Ontario’s first auction of emission allowances under its new cap-and-trade program went off without a hitch, according to the province. Ontario put up almost 25.3 million 2017 vintage allowances, and the entire inventory sold at an average price of $18.08. It also put up 3.1 million 2020 vintage allowances, and sold 812,000 at an average price of $18.07. Each allowance represents one tonne of carbon dioxide equivalent.
The auction, held on March 22, 2017, poured $472 million into Ontario’s Greenhouse Gas Reduction Account. By law, funds in that account may only be spent on greenhouse gas reduction initiatives and administrative expenses.
Ontario has already committed $325 million to its Green Investment Fund, which has similar objectives. That fund was included in Ontario’s 2015-16 budget and was framed as a “down payment” on cap-and-trade revenue.

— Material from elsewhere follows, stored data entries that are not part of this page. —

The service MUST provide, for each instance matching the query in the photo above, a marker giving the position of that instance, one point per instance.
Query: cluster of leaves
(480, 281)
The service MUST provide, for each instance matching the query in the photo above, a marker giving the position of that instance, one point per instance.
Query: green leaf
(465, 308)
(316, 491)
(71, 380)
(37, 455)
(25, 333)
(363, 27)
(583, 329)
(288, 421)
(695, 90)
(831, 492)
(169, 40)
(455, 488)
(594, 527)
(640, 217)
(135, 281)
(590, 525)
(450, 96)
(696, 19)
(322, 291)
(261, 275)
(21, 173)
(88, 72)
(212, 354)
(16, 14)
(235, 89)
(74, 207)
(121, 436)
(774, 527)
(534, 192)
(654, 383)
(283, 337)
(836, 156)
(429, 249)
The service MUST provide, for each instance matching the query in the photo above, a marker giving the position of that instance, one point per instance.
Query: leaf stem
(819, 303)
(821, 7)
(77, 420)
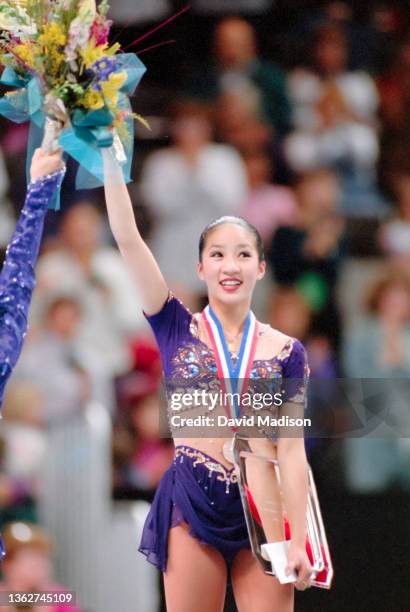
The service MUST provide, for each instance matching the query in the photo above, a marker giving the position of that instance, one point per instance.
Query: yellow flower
(53, 35)
(92, 100)
(111, 86)
(87, 9)
(25, 52)
(91, 53)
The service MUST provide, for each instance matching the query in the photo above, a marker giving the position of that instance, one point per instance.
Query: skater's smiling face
(231, 262)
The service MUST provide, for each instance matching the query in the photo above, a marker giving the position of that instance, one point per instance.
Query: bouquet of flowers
(69, 82)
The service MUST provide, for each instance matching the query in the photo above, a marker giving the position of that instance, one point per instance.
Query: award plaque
(265, 514)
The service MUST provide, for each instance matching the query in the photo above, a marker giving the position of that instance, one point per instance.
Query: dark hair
(235, 221)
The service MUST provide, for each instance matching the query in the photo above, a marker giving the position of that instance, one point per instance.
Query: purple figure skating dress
(196, 488)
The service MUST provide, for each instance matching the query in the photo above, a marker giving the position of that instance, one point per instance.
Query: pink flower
(100, 31)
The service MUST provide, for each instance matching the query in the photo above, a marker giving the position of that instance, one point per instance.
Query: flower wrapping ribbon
(85, 133)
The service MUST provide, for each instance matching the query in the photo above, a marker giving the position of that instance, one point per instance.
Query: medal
(233, 379)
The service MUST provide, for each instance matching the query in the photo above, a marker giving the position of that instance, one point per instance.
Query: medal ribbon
(233, 379)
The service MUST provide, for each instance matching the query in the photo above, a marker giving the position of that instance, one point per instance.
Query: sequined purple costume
(17, 279)
(196, 488)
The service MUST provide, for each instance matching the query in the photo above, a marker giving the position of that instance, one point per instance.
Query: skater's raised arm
(144, 269)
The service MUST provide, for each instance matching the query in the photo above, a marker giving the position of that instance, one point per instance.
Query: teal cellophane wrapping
(88, 132)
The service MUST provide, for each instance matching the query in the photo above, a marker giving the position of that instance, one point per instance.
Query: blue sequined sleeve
(17, 278)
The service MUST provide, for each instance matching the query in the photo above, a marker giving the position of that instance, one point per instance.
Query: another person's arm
(144, 269)
(17, 278)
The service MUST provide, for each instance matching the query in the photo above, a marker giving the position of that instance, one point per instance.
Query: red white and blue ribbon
(233, 378)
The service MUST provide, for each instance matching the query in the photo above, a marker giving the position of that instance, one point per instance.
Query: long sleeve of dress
(17, 278)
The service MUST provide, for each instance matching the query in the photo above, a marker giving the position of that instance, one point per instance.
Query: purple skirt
(202, 492)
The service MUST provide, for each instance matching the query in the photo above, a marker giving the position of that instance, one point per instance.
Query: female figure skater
(195, 531)
(17, 279)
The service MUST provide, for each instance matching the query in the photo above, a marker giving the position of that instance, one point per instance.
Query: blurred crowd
(296, 120)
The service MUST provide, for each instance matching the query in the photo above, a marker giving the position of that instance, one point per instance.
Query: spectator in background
(379, 348)
(309, 254)
(140, 455)
(238, 71)
(186, 186)
(335, 119)
(268, 206)
(23, 452)
(52, 362)
(395, 233)
(27, 566)
(394, 90)
(84, 265)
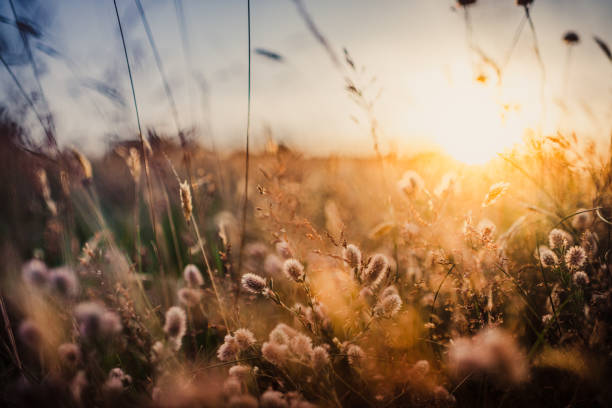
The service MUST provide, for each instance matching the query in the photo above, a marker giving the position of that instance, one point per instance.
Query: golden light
(473, 124)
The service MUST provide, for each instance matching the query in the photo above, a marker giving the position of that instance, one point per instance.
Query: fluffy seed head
(355, 355)
(293, 269)
(186, 204)
(176, 323)
(547, 257)
(575, 257)
(389, 305)
(580, 278)
(239, 371)
(375, 271)
(421, 367)
(282, 248)
(492, 352)
(253, 283)
(193, 276)
(244, 338)
(352, 256)
(229, 349)
(281, 334)
(559, 239)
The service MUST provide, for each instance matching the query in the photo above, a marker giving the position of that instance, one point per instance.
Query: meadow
(158, 274)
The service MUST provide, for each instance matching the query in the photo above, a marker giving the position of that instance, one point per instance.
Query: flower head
(193, 276)
(575, 258)
(559, 239)
(352, 256)
(244, 338)
(293, 269)
(253, 283)
(186, 204)
(376, 270)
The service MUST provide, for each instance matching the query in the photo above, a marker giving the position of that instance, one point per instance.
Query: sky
(416, 49)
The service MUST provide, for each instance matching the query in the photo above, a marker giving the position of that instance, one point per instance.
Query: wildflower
(193, 276)
(281, 334)
(95, 321)
(352, 256)
(301, 346)
(30, 334)
(35, 273)
(69, 353)
(117, 380)
(559, 239)
(282, 248)
(186, 204)
(589, 243)
(355, 355)
(273, 399)
(491, 352)
(389, 306)
(583, 219)
(189, 297)
(244, 338)
(410, 183)
(495, 192)
(580, 278)
(293, 269)
(229, 349)
(253, 283)
(375, 271)
(239, 371)
(275, 353)
(388, 291)
(320, 358)
(421, 367)
(575, 258)
(64, 281)
(176, 323)
(571, 38)
(78, 383)
(547, 257)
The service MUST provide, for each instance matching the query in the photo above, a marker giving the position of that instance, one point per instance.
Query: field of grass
(164, 274)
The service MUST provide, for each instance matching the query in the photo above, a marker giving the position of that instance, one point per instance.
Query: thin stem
(142, 141)
(246, 162)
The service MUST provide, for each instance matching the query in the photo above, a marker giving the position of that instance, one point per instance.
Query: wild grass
(332, 282)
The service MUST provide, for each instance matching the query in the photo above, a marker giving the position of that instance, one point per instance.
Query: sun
(472, 126)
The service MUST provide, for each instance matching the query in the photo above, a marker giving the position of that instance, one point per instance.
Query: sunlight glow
(473, 128)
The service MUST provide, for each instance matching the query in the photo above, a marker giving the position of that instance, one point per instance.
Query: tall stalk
(246, 161)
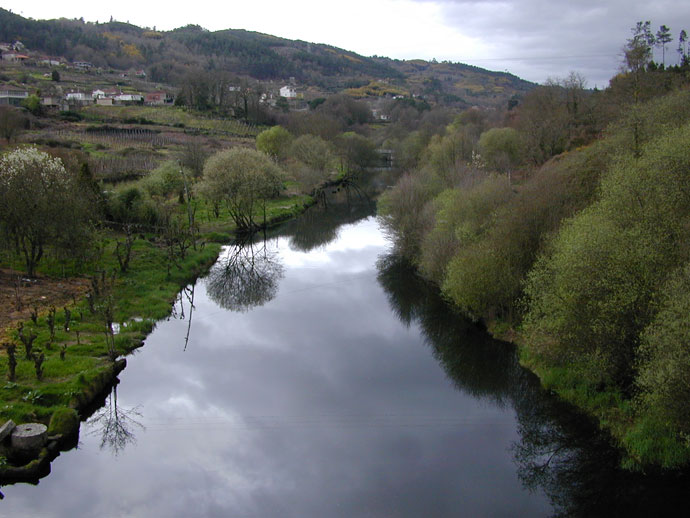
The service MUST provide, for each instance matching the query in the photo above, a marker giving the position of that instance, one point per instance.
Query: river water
(313, 374)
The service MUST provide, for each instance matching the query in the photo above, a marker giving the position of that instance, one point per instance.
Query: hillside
(171, 57)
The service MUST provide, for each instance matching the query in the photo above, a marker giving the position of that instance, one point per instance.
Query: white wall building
(288, 92)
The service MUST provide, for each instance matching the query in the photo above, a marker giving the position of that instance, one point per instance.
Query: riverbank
(80, 343)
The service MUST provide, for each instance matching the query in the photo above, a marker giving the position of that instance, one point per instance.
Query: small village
(60, 97)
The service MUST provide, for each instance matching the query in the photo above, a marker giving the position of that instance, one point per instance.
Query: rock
(29, 436)
(7, 429)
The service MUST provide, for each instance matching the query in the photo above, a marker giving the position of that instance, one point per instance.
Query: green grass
(170, 116)
(645, 440)
(142, 295)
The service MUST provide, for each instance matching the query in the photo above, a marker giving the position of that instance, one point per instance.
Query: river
(313, 374)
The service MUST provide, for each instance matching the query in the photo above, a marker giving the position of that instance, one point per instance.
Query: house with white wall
(289, 92)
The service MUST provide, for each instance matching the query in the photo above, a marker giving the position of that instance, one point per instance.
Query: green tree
(356, 152)
(501, 149)
(11, 122)
(244, 179)
(664, 355)
(41, 205)
(663, 36)
(33, 104)
(274, 142)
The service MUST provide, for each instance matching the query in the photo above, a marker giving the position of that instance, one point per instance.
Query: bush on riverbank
(588, 256)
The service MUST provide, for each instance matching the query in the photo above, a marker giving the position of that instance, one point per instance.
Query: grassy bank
(77, 348)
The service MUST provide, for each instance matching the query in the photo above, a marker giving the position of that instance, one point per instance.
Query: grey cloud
(537, 39)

It’s unclear whether the proceeds from the first auction will be used to reimburse the treasury for the $325-million down payment, or if they will be incremental. According to a Ministry of the Environment and Climate Change spokesperson, the ministry has not made any final decision on how the proceeds of the auction will be invested.
However, the ministry has developed a comprehensive process, including evaluation criteria, which will be applied against requests for funding. The objective, according to the ministry, is to ensure that projects are assessed fairly and objectively.